4 Mistakes to Avoid When Localizing E-Learning Content
E-learning content has unique challenges that must be addressed to avoid costly localization mistakes. We have listed the four most common mistakes we see to help you avoid these same pitfalls.
Embedding Text in Graphics
What’s good for graphics in domestic presentations isn’t so great for e-learning courses. When you embed text in graphics, it can’t be extracted and put easily into the new language. That requires a new layer with the text — and even a retouched image, all of which creates added work and higher cost. The most nimble solution if you know your graphics are likely to be localized: create them in file formats that can be edited, such as TIFF.
Also important for text in graphics: avoiding fonts that don’t do well in translation. It won’t affect your audio, obviously, but will create problems for any visual elements. Aim to use system fonts that support character libraries for all target languages, such as Arial Unicode MS. If it’s important to use a custom font, make sure it’s available for all platforms (both Macs and PCs).
Shortchanging the space needed for increased length of text
More often than not, the length of the text — literally, the time it takes to say something — from the first language, to the localized one, means a significant change in space requirements. This is arguably the most common mistake committed in the localization of e-learning courses. English to German, for example, typically increases the text by 20 percent. Make sure you’ve allowed for the added space and time in your change from one market to another.
Using language specific to the original video’s region or culture
If you know from the get-go that you’re creating e-learning video courses that will also be intended for international audiences, make sure your terminology will translate effectively. The fastest way to lose your audience’s attention and focus is including a lot of words or phrases that they won't understand. While certain industry jargon, catch-phrases, and even clichés and metaphors may be completely familiar to some audiences, others will be left in the dark. They won’t get the full benefit from your e-learning course—and just as bad, they’ll feel like a second-class audience: an afterthought. Using case studies that don’t “translate” is also a common inadvertent mistake. Consult with a local expert to see which terms or words are appropriate, and which you may want to omit altogether.

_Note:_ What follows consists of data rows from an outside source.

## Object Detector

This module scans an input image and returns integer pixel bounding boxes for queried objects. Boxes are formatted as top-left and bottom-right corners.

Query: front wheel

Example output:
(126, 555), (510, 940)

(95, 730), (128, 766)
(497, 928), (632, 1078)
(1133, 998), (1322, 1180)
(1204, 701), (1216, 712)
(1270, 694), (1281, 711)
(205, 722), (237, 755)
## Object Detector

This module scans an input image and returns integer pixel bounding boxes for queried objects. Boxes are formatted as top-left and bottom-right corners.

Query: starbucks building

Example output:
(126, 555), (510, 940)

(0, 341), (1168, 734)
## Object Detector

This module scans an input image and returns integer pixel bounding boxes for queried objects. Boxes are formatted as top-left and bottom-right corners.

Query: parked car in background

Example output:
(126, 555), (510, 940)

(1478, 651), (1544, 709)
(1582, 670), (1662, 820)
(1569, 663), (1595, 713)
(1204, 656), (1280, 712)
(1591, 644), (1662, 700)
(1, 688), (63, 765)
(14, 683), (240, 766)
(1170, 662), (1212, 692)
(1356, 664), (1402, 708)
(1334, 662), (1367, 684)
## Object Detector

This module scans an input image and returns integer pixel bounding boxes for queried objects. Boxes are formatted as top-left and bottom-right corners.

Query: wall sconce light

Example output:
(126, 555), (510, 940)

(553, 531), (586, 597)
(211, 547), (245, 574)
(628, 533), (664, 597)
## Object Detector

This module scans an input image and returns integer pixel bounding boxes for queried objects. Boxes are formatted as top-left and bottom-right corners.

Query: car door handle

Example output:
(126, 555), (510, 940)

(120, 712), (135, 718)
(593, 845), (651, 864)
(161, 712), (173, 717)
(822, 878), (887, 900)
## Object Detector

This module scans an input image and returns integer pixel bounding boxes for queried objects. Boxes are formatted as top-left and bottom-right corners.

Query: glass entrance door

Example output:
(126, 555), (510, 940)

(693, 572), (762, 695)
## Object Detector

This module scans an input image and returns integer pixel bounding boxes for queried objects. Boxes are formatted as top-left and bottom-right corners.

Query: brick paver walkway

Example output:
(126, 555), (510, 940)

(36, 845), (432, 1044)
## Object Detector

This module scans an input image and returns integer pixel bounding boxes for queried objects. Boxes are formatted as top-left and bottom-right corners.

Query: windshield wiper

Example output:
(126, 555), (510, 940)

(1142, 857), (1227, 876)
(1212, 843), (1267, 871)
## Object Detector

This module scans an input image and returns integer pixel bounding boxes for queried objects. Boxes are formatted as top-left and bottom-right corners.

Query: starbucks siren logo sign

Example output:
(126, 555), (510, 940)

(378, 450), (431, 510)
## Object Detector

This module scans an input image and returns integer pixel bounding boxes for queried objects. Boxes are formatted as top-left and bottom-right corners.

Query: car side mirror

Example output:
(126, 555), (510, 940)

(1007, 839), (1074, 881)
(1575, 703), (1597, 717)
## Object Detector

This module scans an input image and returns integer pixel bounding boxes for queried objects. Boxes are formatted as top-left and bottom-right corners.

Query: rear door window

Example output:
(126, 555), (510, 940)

Cutting costs in the wrong places
You'll find some aspects of your design costs can be cut from your budget to make room for other development requirements. But when you start cutting costs in the wrong places—say, removing subject matter experts and localization specialists from your budget—that’s when mistakes get made, requiring time-consuming corrections. The same goes for local subject matter experts: They will know exactly what’s critical to include, and what can be left out. Their fees are well worth the quality and credibility—and the peace of mind.